India’s economy registered a growth rate of 6.2% in the third quarter of the financial year 2024-25, as per the latest data released by the National Statistics Office (NSO) under the Ministry of Statistics and Programme Implementation (MoSPI). The nominal GDP growth rate for the same quarter has been estimated at 9.9%, reflecting a steady expansion in economic activity despite ongoing global challenges. The revised data also indicated that real GDP growth for the second quarter of FY 2024-25 was adjusted upward to 5.6%, suggesting that the economy is performing better than earlier projections had indicated.
For the full financial year 2023-24, India recorded an impressive real GDP growth rate of 9.2%, marking the highest annual expansion in the past 12 years, excluding the post-pandemic rebound witnessed in 2021-22. The government now projects that for the entire financial year 2024-25, GDP will expand by 6.5%, slightly above the previous estimate of 6.4%. However, even with this upward revision, the projected growth rate would still be the slowest in four years. The slowdown reflects both domestic and international economic challenges, including sluggish global trade, geopolitical tensions, inflationary pressures, and tightening monetary policies by central banks worldwide.

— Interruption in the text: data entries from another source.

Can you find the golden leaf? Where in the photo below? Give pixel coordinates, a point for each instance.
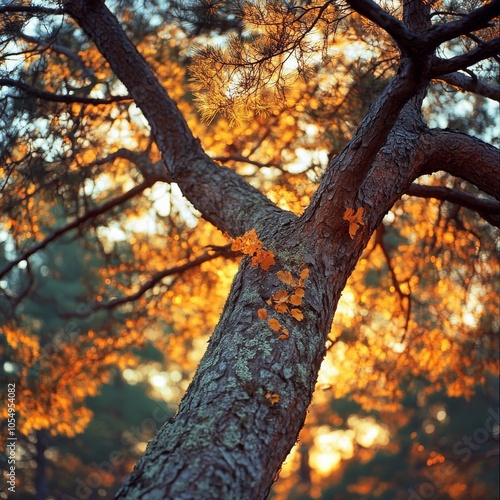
(355, 219)
(265, 258)
(281, 307)
(262, 313)
(273, 397)
(280, 296)
(297, 314)
(285, 334)
(274, 324)
(286, 277)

A significant contributor to economic growth in the October-December quarter was a surge in rural demand, driven by a favourable monsoon season that boosted agricultural productivity. Improved yields in major Kharif crops, such as rice, maize, and pulses, resulted in higher rural incomes, which in turn fueled consumption. As a result, the agriculture sector is projected to have expanded by 4.5% in Q3 FY25, a remarkable improvement from the mere 0.4% recorded in the same period last year. This sharp rise underscores the crucial role that agriculture continues to play in India’s economic landscape, especially in supporting rural livelihoods and demand.
Apart from agriculture, industrial output and services also contributed to overall economic growth. The manufacturing sector saw a moderate pickup in activity, supported by increased domestic demand and stable commodity prices. However, weak external demand due to global trade uncertainties weighed on India’s export performance, limiting the pace of expansion in industrial output. Meanwhile, the services sector, which accounts for more than 50% of India’s GDP, continued to demonstrate resilience, driven by robust demand in financial services, IT, retail, and hospitality.
Upasna Bhardwaj, Chief Economist at Kotak Mahindra Bank, analyzed the latest GDP figures, stating that while upward revisions to past GDP data indicate strength in economic fundamentals, the FY25 figures remain relatively stable, primarily due to improved second-quarter estimates. She further noted that the Q3 FY25 GDP growth rate of 6.2% was broadly in line with market expectations. However, Bhardwaj expressed skepticism regarding the Central Statistics Office’s (CSO) implied fourth-quarter GDP growth projection of around 7.5%, calling it "significantly optimistic." She anticipates that the final GDP growth figure for FY25 will likely be 20-30 basis points lower than the CSO’s estimate. Looking ahead, she forecasts that India’s GDP growth in FY26 will be approximately 6.4%, though she cautioned that downside risks persist, particularly due to global trade uncertainties, volatility in crude oil prices, and potential shifts in monetary policy by major central banks.
Despite these concerns, India remains one of the world’s fastest-growing major economies, supported by strong domestic demand, government-led infrastructure spending, and sustained industrial and services sector activity. However, inflationary pressures, uncertainty over global interest rate movements, and geopolitical tensions could impact economic growth in the coming quarters. Policymakers are expected to closely monitor these factors while formulating strategies to sustain growth momentum and ensure economic stability.
Going forward, key areas to watch include private sector investment trends, government spending patterns, export competitiveness, and the Reserve Bank of India’s monetary policy stance. With elections on the horizon, fiscal policies and economic stimulus measures may also play a role in shaping India’s growth trajectory in the upcoming quarters. Investors, businesses, and consumers alike will be closely watching economic indicators to assess the resilience and direction of the Indian economy in the near future.